After the end of this semester, I will be leaving Curry College and will not be returning, and I am very happy with my decision.
I experienced things I wouldn't wish upon anybody.
I went through some of the toughest times of my life while I was here, but let's set the record straight:
I am not leaving Curry because I had roommate problems.
I am not leaving Curry because I experienced bullying by the people I called friends and have to endure seeing them every day.
I am not leaving Curry because I was told by faculty that I wasn't being bullied.
I am not leaving Curry because I was sent in a runaround by faculty and staff to go to see an academic success coordinator.
I am not leaving Curry because once I met with someone at academic success I was told there was nothing they could do for me. I am not leaving because I cannot afford the tuition here.
I am leaving because all of these factors have prevented me from getting the college experience I expected.

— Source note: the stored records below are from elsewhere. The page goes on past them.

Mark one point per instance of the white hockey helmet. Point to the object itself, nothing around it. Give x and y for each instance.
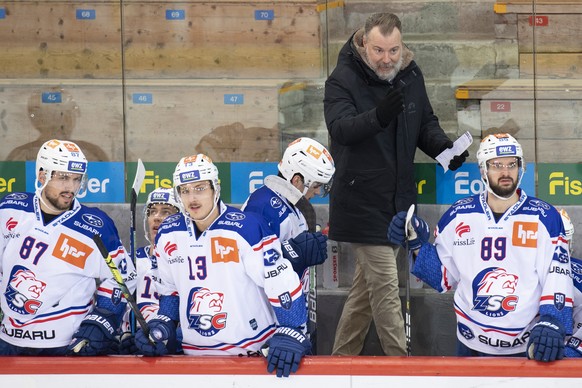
(499, 145)
(568, 227)
(60, 155)
(196, 168)
(311, 159)
(163, 196)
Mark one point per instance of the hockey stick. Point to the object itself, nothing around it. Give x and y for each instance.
(119, 280)
(408, 268)
(135, 189)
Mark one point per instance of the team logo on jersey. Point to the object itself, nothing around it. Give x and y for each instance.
(465, 331)
(525, 234)
(92, 220)
(540, 204)
(561, 255)
(462, 228)
(314, 151)
(72, 251)
(270, 257)
(285, 300)
(559, 301)
(170, 248)
(494, 292)
(23, 291)
(224, 250)
(276, 202)
(205, 313)
(11, 224)
(235, 216)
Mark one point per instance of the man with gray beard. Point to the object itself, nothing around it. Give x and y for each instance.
(377, 113)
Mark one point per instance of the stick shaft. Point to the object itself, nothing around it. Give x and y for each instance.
(119, 280)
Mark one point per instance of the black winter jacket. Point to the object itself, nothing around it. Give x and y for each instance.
(374, 176)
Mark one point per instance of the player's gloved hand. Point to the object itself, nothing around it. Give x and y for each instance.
(457, 160)
(127, 344)
(573, 348)
(96, 335)
(390, 107)
(418, 233)
(305, 250)
(397, 229)
(285, 349)
(162, 338)
(546, 340)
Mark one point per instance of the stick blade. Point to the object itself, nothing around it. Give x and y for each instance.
(409, 218)
(139, 177)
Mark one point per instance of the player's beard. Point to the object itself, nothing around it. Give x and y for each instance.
(56, 203)
(504, 191)
(383, 71)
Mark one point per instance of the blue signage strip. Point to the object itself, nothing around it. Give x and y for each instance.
(466, 181)
(175, 14)
(85, 14)
(142, 98)
(105, 183)
(234, 99)
(51, 97)
(264, 14)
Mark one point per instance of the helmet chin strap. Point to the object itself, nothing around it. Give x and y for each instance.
(216, 197)
(486, 181)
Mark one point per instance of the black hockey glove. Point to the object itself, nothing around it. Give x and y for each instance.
(96, 335)
(305, 250)
(127, 344)
(546, 340)
(573, 348)
(162, 339)
(285, 349)
(457, 160)
(418, 231)
(390, 107)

All of these factors weighed on me heavily and I have no reason to stay here, enduring potentially another three years of similar scenarios. I will never hear the words "that's not bullying" again. I will never be crying my eyes out in the middle of campus. I will never let myself be treated like this again.
I am leaving because Curry is expensive, and I'd be going into thousands of dollars of debt to stay at a place that has brought me so much pain. Next semester, I'll be studying part-time at a community college, working full time to save up to transfer to a four-year state school.
I am leaving Curry because I need to. Because I want to. Because I will benefit so much more by being on my own, getting a degree at a pace that's right for me.
But don't get me wrong, without living at Curry, I would have never met the couple of true friends that I have made here. I experienced some really good memories, unfortunately, they were tainted by all of the bad.
I am leaving Curry, doing what is best for me, focusing on staying happy and debt free for as long as possible, and I couldn't be happier.